ジャカルタ、パレンバン、バンドン アジア大会3都市で インフラ整備の起爆剤に

 アジア・オリンピック評議会(OCA)は20日、韓国の仁川(インチョン)で総会を開き、次回の第18回アジア大会を2018年にジャカルタなどインドネシアの3都市で開くと正式に決定した。インドネシアでの開催は1962年の第4回大会以来2度目。インフラやスポーツ施設の整備の起爆剤になることが期待される一方、開催費用の不安もちらつく。            (田村隼哉)
 ロイ・スルヨ青年スポーツ相は21日、3都市はジャカルタ特別州、南スマトラ州パレンバン市、西ジャワ州バンドン市と地元メディアに発表した。3都市はOCAと、開会式を中央ジャカルタのブンカルノ競技場で、閉会式をパレンバン市のジャカバリン競技場で開くことなどを盛り込んだ覚書を交わした。ジャカルタとパレンバンでは昨年、東南アジア選手権大会も開かれた。
 開催の決定を受け、インドネシア・オリンピック委員会(KOI)のリタ・スボウォ委員長は「開催は我が国にとって誇りであるとともに挑戦でもある」とし、「ドーピングも八百長もない大会を目指し、経済成長にも貢献したい」と抱負を語った。同委員長は来年3月までに実行委員会を発足させる方針だ。ジャカルタ特別州のアホック副知事も「インドネシアの発展ぶりを披露しよう。(前回の)62年と現在とではまるで変わった」と意欲を見せた。
 ジャカルタでは8万人を収容可能なBMW競技場(北ジャカルタ・タンジュンプリオク)が今年着工したほか、62年の大会に合わせ建設されたブンカルノ競技場の改修が計画されている。アホック副知事は建設中の大量高速鉄道(MRT)やモノレールの運用を2017年にも開始させたい考えだ。南スマトラ州のアレックス・ヌルディン知事はパレンバン市内の競技施設付近に選手村を新設する計画を表明している。
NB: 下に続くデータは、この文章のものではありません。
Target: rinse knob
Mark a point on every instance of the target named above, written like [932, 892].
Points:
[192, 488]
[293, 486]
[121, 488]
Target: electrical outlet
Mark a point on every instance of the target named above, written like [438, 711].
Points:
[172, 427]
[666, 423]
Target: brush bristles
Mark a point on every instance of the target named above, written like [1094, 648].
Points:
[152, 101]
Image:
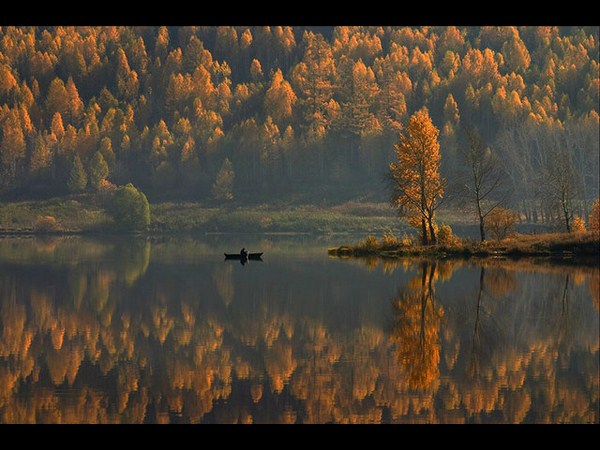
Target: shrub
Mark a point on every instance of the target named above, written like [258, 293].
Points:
[500, 222]
[369, 243]
[578, 225]
[129, 209]
[46, 224]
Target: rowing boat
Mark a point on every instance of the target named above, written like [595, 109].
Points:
[240, 256]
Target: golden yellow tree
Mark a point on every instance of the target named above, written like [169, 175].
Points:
[594, 217]
[416, 181]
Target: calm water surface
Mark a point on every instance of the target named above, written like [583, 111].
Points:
[167, 331]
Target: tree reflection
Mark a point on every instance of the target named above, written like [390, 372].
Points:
[416, 328]
[81, 343]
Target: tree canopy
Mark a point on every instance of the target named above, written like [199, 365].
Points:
[291, 107]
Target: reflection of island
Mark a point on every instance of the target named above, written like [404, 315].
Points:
[81, 341]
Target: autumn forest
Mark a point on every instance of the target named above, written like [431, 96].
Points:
[251, 113]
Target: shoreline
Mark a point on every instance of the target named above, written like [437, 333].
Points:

 OCAは当初、平昌(ピョンチャン、韓国)冬季五輪の18年や東京夏季五輪の20年を避け、中間の19年に開催する予定だったが、次回の大統領選挙が同じ年になるインドネシア側の要望で、1年前倒しして18年の開催を決めた。

■財政圧迫の懸念も
 一方で、アジア大会は近年、大会規模の肥大化などの問題が指摘されている。現在、第17回大会が開かれている韓国の仁川市には45の国と地域から約1万3千人の選手団が訪れ、36競技439種目でメダルが争われている。競技数は過去最多となった中国・広州大会(10年)の42競技から6競技を除外したものの、夏季五輪の26競技よりも多い。
 規模が拡大すれば費用も膨らむ。広州大会では20億ドルが投じられ、今大会では会場建設費や運営費など計2兆2千億〜3千億ウォン(約21億〜22億ドル)が仁川市の財政を圧迫していると報じられている。
 第18回大会もハノイに決まったが、今年4月にベトナム政府が財政上の理由で辞退していた。1兆5千億ドルの運営費や競技場の新設費用が重荷になったとみられる。
 国内での開催を不安視する声に対し、リタKOI委員長は「OCAの現地調査を2回受けるなど、準備は整っている」と楽観的な見方を示した。